The unexpected death of my cat was the start of a downward spiral that is still spiriling downward. What can I say....it was a shock and my body always reacts to stress in a negative way. Mostly I hurt all over and feel weak and tired.....which is how I've felt for the last few days. Then I progress into the phase where I start to do things that are stupid. That happened last night about 9:00.
I had been busy making shrimp salad from scratch. We were bringing moma to the condo for an outing today and I was making some things that I knew she would like. I got the shrimp all cooked and peeled and deveined and cut up and then I decided that I needed to take the shrimp peels to the dempster-dumpster.

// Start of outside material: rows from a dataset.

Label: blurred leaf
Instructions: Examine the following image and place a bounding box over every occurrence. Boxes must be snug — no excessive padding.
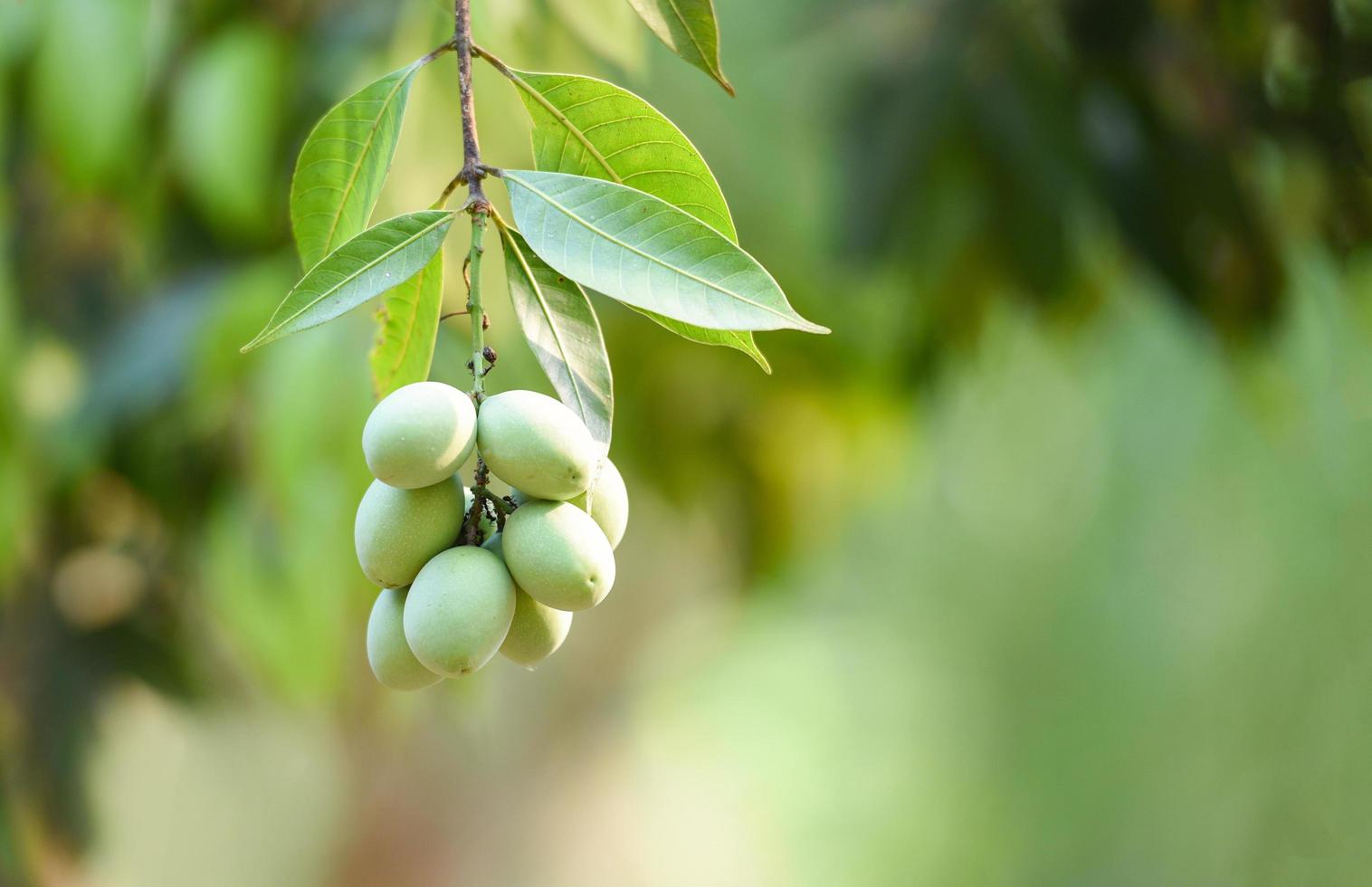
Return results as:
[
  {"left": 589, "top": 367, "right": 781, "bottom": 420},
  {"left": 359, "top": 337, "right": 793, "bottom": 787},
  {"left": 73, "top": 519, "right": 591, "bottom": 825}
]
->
[
  {"left": 500, "top": 226, "right": 615, "bottom": 449},
  {"left": 510, "top": 69, "right": 771, "bottom": 374},
  {"left": 291, "top": 62, "right": 423, "bottom": 269},
  {"left": 32, "top": 0, "right": 149, "bottom": 188},
  {"left": 548, "top": 0, "right": 646, "bottom": 72},
  {"left": 505, "top": 170, "right": 829, "bottom": 332},
  {"left": 369, "top": 250, "right": 443, "bottom": 399},
  {"left": 628, "top": 0, "right": 734, "bottom": 95},
  {"left": 0, "top": 3, "right": 47, "bottom": 67},
  {"left": 242, "top": 210, "right": 453, "bottom": 351},
  {"left": 170, "top": 24, "right": 285, "bottom": 236}
]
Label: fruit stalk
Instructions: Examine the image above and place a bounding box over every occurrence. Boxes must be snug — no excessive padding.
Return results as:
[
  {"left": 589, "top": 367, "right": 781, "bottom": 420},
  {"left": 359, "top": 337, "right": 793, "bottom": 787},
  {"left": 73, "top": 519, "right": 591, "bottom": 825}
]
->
[{"left": 453, "top": 0, "right": 491, "bottom": 406}]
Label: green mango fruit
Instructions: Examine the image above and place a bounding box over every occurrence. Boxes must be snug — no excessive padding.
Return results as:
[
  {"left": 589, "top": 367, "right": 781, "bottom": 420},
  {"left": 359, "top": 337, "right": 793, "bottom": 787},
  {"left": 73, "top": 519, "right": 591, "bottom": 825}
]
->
[
  {"left": 476, "top": 391, "right": 598, "bottom": 500},
  {"left": 367, "top": 587, "right": 442, "bottom": 690},
  {"left": 353, "top": 476, "right": 465, "bottom": 587},
  {"left": 500, "top": 500, "right": 615, "bottom": 611},
  {"left": 362, "top": 382, "right": 476, "bottom": 491},
  {"left": 405, "top": 545, "right": 515, "bottom": 677},
  {"left": 481, "top": 533, "right": 572, "bottom": 667},
  {"left": 567, "top": 459, "right": 628, "bottom": 550}
]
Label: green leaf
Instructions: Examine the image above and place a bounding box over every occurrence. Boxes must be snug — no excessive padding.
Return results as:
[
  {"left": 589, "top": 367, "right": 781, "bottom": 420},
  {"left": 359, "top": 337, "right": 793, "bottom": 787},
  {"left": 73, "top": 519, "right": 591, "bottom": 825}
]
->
[
  {"left": 509, "top": 63, "right": 771, "bottom": 372},
  {"left": 505, "top": 170, "right": 829, "bottom": 332},
  {"left": 628, "top": 0, "right": 734, "bottom": 95},
  {"left": 291, "top": 62, "right": 423, "bottom": 269},
  {"left": 510, "top": 70, "right": 738, "bottom": 243},
  {"left": 369, "top": 243, "right": 443, "bottom": 399},
  {"left": 500, "top": 225, "right": 615, "bottom": 451},
  {"left": 628, "top": 305, "right": 771, "bottom": 377},
  {"left": 242, "top": 210, "right": 454, "bottom": 351}
]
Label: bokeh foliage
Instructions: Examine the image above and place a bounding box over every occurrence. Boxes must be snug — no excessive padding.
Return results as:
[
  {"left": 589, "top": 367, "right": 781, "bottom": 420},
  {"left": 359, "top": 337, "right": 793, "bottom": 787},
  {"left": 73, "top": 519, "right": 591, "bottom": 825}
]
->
[{"left": 0, "top": 0, "right": 1372, "bottom": 884}]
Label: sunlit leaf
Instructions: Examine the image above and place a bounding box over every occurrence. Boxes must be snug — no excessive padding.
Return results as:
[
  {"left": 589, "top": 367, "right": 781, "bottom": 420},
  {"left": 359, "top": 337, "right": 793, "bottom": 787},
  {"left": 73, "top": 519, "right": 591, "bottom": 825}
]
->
[
  {"left": 370, "top": 243, "right": 443, "bottom": 398},
  {"left": 510, "top": 70, "right": 771, "bottom": 372},
  {"left": 243, "top": 210, "right": 453, "bottom": 351},
  {"left": 628, "top": 0, "right": 734, "bottom": 95},
  {"left": 510, "top": 70, "right": 738, "bottom": 235},
  {"left": 505, "top": 170, "right": 829, "bottom": 332},
  {"left": 628, "top": 305, "right": 771, "bottom": 375},
  {"left": 500, "top": 222, "right": 615, "bottom": 449},
  {"left": 291, "top": 62, "right": 421, "bottom": 268}
]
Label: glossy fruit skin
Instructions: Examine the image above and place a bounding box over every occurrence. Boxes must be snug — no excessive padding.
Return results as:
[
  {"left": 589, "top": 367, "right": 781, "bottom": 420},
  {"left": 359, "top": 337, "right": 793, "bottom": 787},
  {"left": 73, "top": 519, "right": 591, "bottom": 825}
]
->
[
  {"left": 362, "top": 382, "right": 476, "bottom": 491},
  {"left": 405, "top": 545, "right": 515, "bottom": 677},
  {"left": 367, "top": 587, "right": 442, "bottom": 690},
  {"left": 500, "top": 500, "right": 615, "bottom": 611},
  {"left": 476, "top": 391, "right": 596, "bottom": 500},
  {"left": 567, "top": 459, "right": 628, "bottom": 550},
  {"left": 481, "top": 533, "right": 572, "bottom": 667},
  {"left": 353, "top": 476, "right": 463, "bottom": 587}
]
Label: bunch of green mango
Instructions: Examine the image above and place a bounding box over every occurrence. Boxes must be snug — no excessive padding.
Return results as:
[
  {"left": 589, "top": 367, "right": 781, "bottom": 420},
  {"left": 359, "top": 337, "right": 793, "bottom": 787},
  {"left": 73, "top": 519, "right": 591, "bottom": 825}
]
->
[{"left": 354, "top": 382, "right": 628, "bottom": 690}]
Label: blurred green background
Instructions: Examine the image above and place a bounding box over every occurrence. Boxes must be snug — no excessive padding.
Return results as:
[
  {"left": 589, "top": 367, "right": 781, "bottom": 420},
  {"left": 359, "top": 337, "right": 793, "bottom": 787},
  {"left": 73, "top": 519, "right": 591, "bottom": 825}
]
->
[{"left": 0, "top": 0, "right": 1372, "bottom": 885}]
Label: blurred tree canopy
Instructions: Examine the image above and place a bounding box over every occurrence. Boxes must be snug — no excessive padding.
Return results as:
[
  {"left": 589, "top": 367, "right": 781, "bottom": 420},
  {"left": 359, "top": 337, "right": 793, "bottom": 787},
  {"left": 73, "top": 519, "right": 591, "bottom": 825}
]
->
[{"left": 0, "top": 0, "right": 1372, "bottom": 884}]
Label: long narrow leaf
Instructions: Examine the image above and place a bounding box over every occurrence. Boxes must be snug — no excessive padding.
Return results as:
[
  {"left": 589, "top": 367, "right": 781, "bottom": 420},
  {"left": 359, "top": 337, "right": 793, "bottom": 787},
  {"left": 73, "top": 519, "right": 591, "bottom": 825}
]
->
[
  {"left": 508, "top": 69, "right": 771, "bottom": 372},
  {"left": 243, "top": 210, "right": 453, "bottom": 351},
  {"left": 291, "top": 62, "right": 421, "bottom": 269},
  {"left": 505, "top": 170, "right": 829, "bottom": 332},
  {"left": 500, "top": 226, "right": 615, "bottom": 451},
  {"left": 627, "top": 305, "right": 771, "bottom": 375},
  {"left": 628, "top": 0, "right": 734, "bottom": 95},
  {"left": 369, "top": 250, "right": 443, "bottom": 398}
]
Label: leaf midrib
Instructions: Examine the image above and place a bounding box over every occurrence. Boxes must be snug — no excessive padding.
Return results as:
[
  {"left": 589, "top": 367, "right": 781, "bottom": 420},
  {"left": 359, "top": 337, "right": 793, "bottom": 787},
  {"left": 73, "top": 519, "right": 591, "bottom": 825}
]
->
[
  {"left": 510, "top": 69, "right": 624, "bottom": 184},
  {"left": 383, "top": 253, "right": 434, "bottom": 385},
  {"left": 505, "top": 172, "right": 809, "bottom": 324},
  {"left": 316, "top": 67, "right": 417, "bottom": 263},
  {"left": 244, "top": 213, "right": 453, "bottom": 350},
  {"left": 500, "top": 228, "right": 586, "bottom": 422}
]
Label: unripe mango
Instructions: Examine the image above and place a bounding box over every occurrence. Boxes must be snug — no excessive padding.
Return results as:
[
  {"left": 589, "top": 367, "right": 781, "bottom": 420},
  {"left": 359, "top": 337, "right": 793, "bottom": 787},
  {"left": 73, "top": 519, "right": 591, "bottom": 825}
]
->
[
  {"left": 405, "top": 545, "right": 515, "bottom": 677},
  {"left": 476, "top": 391, "right": 596, "bottom": 500},
  {"left": 567, "top": 459, "right": 628, "bottom": 550},
  {"left": 353, "top": 476, "right": 463, "bottom": 587},
  {"left": 362, "top": 382, "right": 476, "bottom": 491},
  {"left": 367, "top": 587, "right": 442, "bottom": 690},
  {"left": 500, "top": 500, "right": 615, "bottom": 611},
  {"left": 481, "top": 533, "right": 572, "bottom": 666}
]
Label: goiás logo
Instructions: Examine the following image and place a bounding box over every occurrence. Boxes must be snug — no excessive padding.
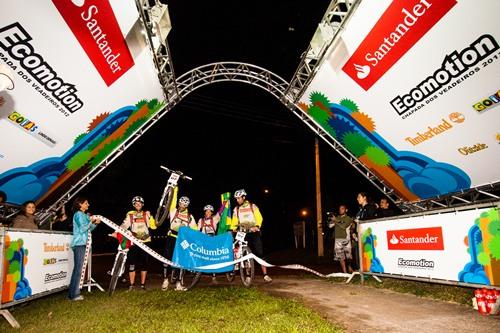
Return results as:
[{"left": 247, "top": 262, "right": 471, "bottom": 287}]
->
[
  {"left": 398, "top": 258, "right": 434, "bottom": 269},
  {"left": 0, "top": 22, "right": 83, "bottom": 113},
  {"left": 342, "top": 0, "right": 457, "bottom": 90},
  {"left": 472, "top": 90, "right": 500, "bottom": 113},
  {"left": 405, "top": 112, "right": 465, "bottom": 146},
  {"left": 7, "top": 111, "right": 57, "bottom": 147},
  {"left": 52, "top": 0, "right": 134, "bottom": 87},
  {"left": 390, "top": 34, "right": 499, "bottom": 119},
  {"left": 387, "top": 227, "right": 444, "bottom": 250}
]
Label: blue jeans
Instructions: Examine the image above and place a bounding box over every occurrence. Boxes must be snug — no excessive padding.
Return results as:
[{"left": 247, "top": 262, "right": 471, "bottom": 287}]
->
[{"left": 68, "top": 245, "right": 85, "bottom": 299}]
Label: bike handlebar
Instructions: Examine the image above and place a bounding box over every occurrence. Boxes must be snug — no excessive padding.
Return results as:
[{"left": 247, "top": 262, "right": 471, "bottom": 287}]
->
[{"left": 160, "top": 165, "right": 193, "bottom": 180}]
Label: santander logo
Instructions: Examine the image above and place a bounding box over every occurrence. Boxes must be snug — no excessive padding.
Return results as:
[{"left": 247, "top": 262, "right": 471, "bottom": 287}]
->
[
  {"left": 387, "top": 227, "right": 444, "bottom": 250},
  {"left": 342, "top": 0, "right": 457, "bottom": 90},
  {"left": 52, "top": 0, "right": 134, "bottom": 87}
]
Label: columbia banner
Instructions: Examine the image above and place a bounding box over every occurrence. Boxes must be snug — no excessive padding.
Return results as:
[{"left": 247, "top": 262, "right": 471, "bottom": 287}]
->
[
  {"left": 299, "top": 0, "right": 500, "bottom": 202},
  {"left": 360, "top": 207, "right": 500, "bottom": 286},
  {"left": 172, "top": 227, "right": 233, "bottom": 273}
]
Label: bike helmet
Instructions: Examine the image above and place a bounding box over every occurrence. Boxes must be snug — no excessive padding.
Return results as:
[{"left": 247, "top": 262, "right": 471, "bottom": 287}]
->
[
  {"left": 132, "top": 196, "right": 144, "bottom": 205},
  {"left": 234, "top": 189, "right": 247, "bottom": 198},
  {"left": 179, "top": 197, "right": 191, "bottom": 206}
]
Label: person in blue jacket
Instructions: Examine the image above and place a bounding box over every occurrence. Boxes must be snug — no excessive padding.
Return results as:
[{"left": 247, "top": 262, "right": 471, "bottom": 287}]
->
[{"left": 68, "top": 197, "right": 101, "bottom": 301}]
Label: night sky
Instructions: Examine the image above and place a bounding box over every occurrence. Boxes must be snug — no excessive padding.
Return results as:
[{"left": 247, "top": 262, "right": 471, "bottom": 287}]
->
[{"left": 81, "top": 1, "right": 382, "bottom": 251}]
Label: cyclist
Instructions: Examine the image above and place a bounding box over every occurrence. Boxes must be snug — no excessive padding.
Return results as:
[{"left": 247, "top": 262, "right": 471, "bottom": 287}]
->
[
  {"left": 121, "top": 196, "right": 156, "bottom": 291},
  {"left": 161, "top": 186, "right": 198, "bottom": 291},
  {"left": 198, "top": 201, "right": 226, "bottom": 283},
  {"left": 231, "top": 189, "right": 273, "bottom": 282}
]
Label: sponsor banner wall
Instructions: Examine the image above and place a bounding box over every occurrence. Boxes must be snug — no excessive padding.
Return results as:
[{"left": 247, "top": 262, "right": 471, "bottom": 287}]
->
[
  {"left": 0, "top": 0, "right": 163, "bottom": 204},
  {"left": 360, "top": 208, "right": 500, "bottom": 286},
  {"left": 2, "top": 230, "right": 73, "bottom": 304},
  {"left": 172, "top": 227, "right": 234, "bottom": 273},
  {"left": 300, "top": 0, "right": 500, "bottom": 201}
]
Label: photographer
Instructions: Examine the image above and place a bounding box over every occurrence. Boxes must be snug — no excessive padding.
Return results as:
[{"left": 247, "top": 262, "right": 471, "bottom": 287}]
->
[{"left": 328, "top": 205, "right": 353, "bottom": 273}]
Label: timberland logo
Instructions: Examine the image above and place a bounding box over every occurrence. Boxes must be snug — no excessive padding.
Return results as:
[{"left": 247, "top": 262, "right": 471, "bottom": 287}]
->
[
  {"left": 458, "top": 143, "right": 488, "bottom": 155},
  {"left": 181, "top": 240, "right": 189, "bottom": 250},
  {"left": 342, "top": 0, "right": 457, "bottom": 90},
  {"left": 405, "top": 114, "right": 464, "bottom": 146}
]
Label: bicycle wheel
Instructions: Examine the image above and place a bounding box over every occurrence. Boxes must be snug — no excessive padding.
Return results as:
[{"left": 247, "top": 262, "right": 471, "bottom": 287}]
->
[
  {"left": 180, "top": 269, "right": 201, "bottom": 290},
  {"left": 240, "top": 246, "right": 255, "bottom": 287},
  {"left": 108, "top": 252, "right": 125, "bottom": 296},
  {"left": 155, "top": 187, "right": 172, "bottom": 227}
]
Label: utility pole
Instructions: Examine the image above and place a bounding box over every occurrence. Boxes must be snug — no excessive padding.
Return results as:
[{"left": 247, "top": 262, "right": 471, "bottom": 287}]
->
[{"left": 314, "top": 137, "right": 324, "bottom": 257}]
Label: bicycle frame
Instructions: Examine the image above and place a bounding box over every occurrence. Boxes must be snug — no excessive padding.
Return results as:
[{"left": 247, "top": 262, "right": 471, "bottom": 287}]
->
[{"left": 155, "top": 165, "right": 193, "bottom": 226}]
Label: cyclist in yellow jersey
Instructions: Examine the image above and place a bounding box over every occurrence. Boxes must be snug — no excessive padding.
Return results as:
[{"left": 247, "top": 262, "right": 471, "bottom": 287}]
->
[
  {"left": 161, "top": 187, "right": 198, "bottom": 291},
  {"left": 121, "top": 196, "right": 156, "bottom": 291},
  {"left": 231, "top": 189, "right": 273, "bottom": 282}
]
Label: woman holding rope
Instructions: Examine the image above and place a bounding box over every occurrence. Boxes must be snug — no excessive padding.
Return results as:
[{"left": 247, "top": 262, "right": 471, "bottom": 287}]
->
[{"left": 68, "top": 197, "right": 101, "bottom": 301}]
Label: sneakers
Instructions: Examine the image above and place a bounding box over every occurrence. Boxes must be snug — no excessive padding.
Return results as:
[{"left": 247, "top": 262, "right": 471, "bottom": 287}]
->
[
  {"left": 161, "top": 279, "right": 170, "bottom": 290},
  {"left": 175, "top": 281, "right": 187, "bottom": 291}
]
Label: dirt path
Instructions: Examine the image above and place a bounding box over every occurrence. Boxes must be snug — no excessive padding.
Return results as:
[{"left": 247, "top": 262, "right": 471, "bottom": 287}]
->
[{"left": 258, "top": 276, "right": 500, "bottom": 332}]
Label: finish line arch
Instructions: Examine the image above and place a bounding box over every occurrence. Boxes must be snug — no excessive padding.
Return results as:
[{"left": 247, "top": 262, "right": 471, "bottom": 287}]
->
[{"left": 40, "top": 62, "right": 406, "bottom": 211}]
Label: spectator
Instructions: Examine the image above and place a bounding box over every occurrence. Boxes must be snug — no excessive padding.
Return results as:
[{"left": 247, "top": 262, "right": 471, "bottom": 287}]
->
[
  {"left": 12, "top": 201, "right": 38, "bottom": 229},
  {"left": 328, "top": 205, "right": 353, "bottom": 273},
  {"left": 52, "top": 205, "right": 73, "bottom": 231},
  {"left": 377, "top": 198, "right": 396, "bottom": 218},
  {"left": 68, "top": 197, "right": 101, "bottom": 301}
]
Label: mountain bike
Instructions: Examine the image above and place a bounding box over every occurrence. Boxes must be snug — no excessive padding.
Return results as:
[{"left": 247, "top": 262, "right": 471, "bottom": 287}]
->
[
  {"left": 234, "top": 226, "right": 255, "bottom": 287},
  {"left": 108, "top": 234, "right": 129, "bottom": 296},
  {"left": 155, "top": 165, "right": 193, "bottom": 226}
]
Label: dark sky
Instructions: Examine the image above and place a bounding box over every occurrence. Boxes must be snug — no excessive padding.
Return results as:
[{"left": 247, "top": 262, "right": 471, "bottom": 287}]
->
[{"left": 82, "top": 0, "right": 381, "bottom": 250}]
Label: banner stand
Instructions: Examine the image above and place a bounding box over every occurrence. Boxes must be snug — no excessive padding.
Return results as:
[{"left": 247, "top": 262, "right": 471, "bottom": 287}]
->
[{"left": 83, "top": 248, "right": 104, "bottom": 293}]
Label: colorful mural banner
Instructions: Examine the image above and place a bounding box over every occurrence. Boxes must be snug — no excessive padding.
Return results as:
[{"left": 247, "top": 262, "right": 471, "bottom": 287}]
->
[
  {"left": 0, "top": 0, "right": 164, "bottom": 204},
  {"left": 360, "top": 207, "right": 500, "bottom": 286},
  {"left": 300, "top": 0, "right": 500, "bottom": 201},
  {"left": 1, "top": 229, "right": 73, "bottom": 304}
]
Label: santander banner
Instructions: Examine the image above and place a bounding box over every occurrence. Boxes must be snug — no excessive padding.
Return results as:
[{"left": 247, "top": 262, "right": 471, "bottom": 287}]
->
[
  {"left": 299, "top": 0, "right": 500, "bottom": 202},
  {"left": 52, "top": 0, "right": 134, "bottom": 86},
  {"left": 342, "top": 0, "right": 456, "bottom": 90},
  {"left": 359, "top": 207, "right": 500, "bottom": 286}
]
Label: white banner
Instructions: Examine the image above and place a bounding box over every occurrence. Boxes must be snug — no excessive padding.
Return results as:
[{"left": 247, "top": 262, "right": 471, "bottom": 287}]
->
[
  {"left": 360, "top": 208, "right": 500, "bottom": 286},
  {"left": 300, "top": 0, "right": 500, "bottom": 201},
  {"left": 0, "top": 0, "right": 164, "bottom": 204},
  {"left": 2, "top": 230, "right": 73, "bottom": 304}
]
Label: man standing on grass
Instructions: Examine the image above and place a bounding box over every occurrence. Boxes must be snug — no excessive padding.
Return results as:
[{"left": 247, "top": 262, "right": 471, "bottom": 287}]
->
[{"left": 328, "top": 205, "right": 353, "bottom": 273}]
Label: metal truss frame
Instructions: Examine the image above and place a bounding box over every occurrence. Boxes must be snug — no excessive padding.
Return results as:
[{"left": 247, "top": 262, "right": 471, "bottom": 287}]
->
[{"left": 40, "top": 0, "right": 500, "bottom": 217}]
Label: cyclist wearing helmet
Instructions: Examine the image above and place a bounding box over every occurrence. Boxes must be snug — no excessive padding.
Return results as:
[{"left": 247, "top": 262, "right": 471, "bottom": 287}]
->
[
  {"left": 161, "top": 187, "right": 198, "bottom": 291},
  {"left": 198, "top": 201, "right": 226, "bottom": 283},
  {"left": 231, "top": 189, "right": 273, "bottom": 282},
  {"left": 121, "top": 196, "right": 156, "bottom": 291}
]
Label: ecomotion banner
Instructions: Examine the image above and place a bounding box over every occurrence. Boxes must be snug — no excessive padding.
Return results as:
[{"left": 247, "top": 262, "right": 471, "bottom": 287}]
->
[
  {"left": 359, "top": 207, "right": 500, "bottom": 286},
  {"left": 1, "top": 229, "right": 73, "bottom": 304},
  {"left": 300, "top": 0, "right": 500, "bottom": 201},
  {"left": 0, "top": 0, "right": 164, "bottom": 204}
]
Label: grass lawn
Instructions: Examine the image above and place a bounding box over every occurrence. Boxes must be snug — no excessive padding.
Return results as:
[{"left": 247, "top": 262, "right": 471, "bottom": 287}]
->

It was raining and lightening, but I wasn't worried about that...I just love storms.
So I gathered all of the trash, looked longingly at the bed that I would get in as soon as I got back, then headed out, pulling the door tightly behind me. Then something dawned on me and I felt sick to my stomach......I had grabbed my cell phone but not my keys. I had locked myself out of the condo in the pouring rain.
I called Bubba in Arlington, VA, and got mad at him because he said there was nothing he could do. I called Frankie and he was home, cozy on the sofa, relaxing. He came and rescued me once again. I turned out my light at 11:30.
Moma had a bad day and didn't get to come. I took the "picnic" to the nursing home.
It's still raining and I'm still spiraling.